At the time, Earth would have been about half of its current size, he continues. Over time, volcanism would have released the mineral-trapped water as vapor. The vapor was available to condense and accumulate as the planet cooled and the atmosphere grew thick enough to allow liquid water to remain stable on the surface.

To unravel the mystery of water's arrival, however, Mr. Sarafian and colleagues from Woods Hole, the American Museum of Natural History in New York, the University of Bristol in Britain, and the University of New Mexico in Albuquerque had to rely on out-of-this-world rocks.

Evidence in rocks on Earth for events that old have long since been erased by a continuous rock recycling process known as plate tectonics. Old crust is driven back deep into the Earth, propelled by fresh magma rising up through ridges in the sea floor elsewhere to form new crust. Volcanoes, such as the erupting Kilauea in Hawaii, also refresh Earth's surface.

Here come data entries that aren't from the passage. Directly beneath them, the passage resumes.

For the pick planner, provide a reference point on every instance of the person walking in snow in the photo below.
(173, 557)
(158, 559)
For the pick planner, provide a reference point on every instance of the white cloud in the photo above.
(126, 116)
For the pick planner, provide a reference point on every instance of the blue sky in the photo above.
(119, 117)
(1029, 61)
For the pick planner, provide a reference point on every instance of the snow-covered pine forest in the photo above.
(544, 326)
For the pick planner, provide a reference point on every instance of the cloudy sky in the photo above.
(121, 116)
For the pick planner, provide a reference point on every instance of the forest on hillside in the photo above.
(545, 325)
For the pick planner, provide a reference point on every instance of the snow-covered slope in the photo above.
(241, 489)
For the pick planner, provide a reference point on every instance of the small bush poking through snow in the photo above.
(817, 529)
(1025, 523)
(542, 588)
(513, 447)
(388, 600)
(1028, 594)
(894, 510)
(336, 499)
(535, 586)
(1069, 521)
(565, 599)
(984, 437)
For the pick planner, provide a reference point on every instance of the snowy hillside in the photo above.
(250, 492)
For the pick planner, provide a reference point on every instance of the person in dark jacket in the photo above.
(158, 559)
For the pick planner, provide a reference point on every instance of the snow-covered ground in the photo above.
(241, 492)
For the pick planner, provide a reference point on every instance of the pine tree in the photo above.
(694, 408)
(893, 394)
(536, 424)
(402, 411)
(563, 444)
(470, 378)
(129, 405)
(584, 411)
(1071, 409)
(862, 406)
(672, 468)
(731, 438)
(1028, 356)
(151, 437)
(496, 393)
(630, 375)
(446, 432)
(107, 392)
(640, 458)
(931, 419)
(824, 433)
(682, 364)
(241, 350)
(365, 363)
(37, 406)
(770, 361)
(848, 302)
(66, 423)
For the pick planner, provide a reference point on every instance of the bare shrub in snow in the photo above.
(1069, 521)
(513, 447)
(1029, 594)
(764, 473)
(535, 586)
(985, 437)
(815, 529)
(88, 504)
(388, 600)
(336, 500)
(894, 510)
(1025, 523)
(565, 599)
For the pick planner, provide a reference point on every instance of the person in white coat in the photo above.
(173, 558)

The composition of carbonaceous chondrites has been gleaned through the study of meteorites that are chips off carbonaceous-chondrite asteroids. In particular, the hydrogen molecules associated with water locked up in minerals have a distinct ratio of deuterium to hydrogen. Deuterium is a stable isotope in which a neutron has been added to the electron and proton that make up a typical hydrogen atom.

Water on Earth has a similar ratio to that of the mineral-bound water in the carbonaceous chondrites. That speaks to a cosmic origin, but says nothing about timing.

The team turned to another class of meteorite known as eucrites to provide the “when.” These contain water bound up in minerals as well – in this case in phosphate-rich apatite.

Many eucrites come from the asteroid 4 Vesta, which NASA's Dawn mission orbited between July 2011 and July 2012. At 326 miles across, Vesta orbits in the main asteroid belt between Jupiter and Mars and is one of the largest asteroids in the solar system. It is widely considered a planet-wannabe with a serious case of arrested development.

Eucrites crystallized some 4.559 billion to 4.547 billion years ago, the team notes, roughly 8 million to 20 million years after the first clumps of material rich in aluminum and calcium grew out the disk of dust and gas surrounding the young sun.

Finding and measuring the ratio of deuterium to hydrogen in apatite grains was a challenge, Sarafian says. It meant hunting across the surfaces of thin slices of meteor samples less then a quarter of an inch square for the presence of phosphate. The American Museum of Natural History, the Smithsonian Institution, and NASA provided the samples.

The apatite grains were no more than about 20 microns across. Within that area, the team would sample a spot only about 10 microns across, using a device known as an ion probe.

When they measured the ratio of deuterium to hydrogen in the apatite's mineral-bound water, it matched that of the carbonaceous chondrites as well as that of water on Earth. The timing of crystallization for eucrites serves as the basis for estimating the arrival of water into the inner solar system.

The results help answer the question: When? But they don't say anything about how much water carbonaceous chondrites contributed to the inner solar system's reservoir. The team notes that water molecules also could have been clinging to dust grains in the inner solar system, grains that budding planets also would have accreted.

The next step, Sarafian says, is to answer the question: How much water did these early asteroids contribute?